Urea decomposition in the urea selective catalytic reduction (urea-SCR) system is achieved under a multiphase flow field coexisting with the injected urea solution droplets in the liquid phase, the inflow gas in the gas phase, and solid urea particles. For this reason, urea decomposition is closely connected with thermo-fluid dynamics as well as various chemical reactions. An experimental study was performed to investigate urea decomposition under various thermo-fluid conditions, with different temperatures and velocities of inflow gas, and urea solution quantities. The inflow gas conditions were similar to the exhaust conditions of a large marine engine.
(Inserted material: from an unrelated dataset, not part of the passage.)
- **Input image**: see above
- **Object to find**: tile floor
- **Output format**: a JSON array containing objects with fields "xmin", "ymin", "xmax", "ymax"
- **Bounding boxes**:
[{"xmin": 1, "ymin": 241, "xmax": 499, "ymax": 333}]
A urea solution injector of twin fluid type was designed, as well as a lab-scale exhaust system to control the temperature and velocity of the inflow gas. The spray performance of the designed urea solution injector was almost identical under all the experimental conditions used, so the spray’s effect on the urea decomposition was minimized. The total conversion efficiency considered with both NH3 and HNCO was closely related to the urea injection quantity and convective heat transfer of the inflow gas as well as the temperature of the inflow gas. The conversion efficiency of NH3 was larger than that of HNCO under all experimental conditions, unlike for the theoretical thermolysis reaction. The difference between the conversion efficiency of NH3 and HNCO was affected by convective heat transfer and urea injection quantity as well as the temperature of the inflow gas.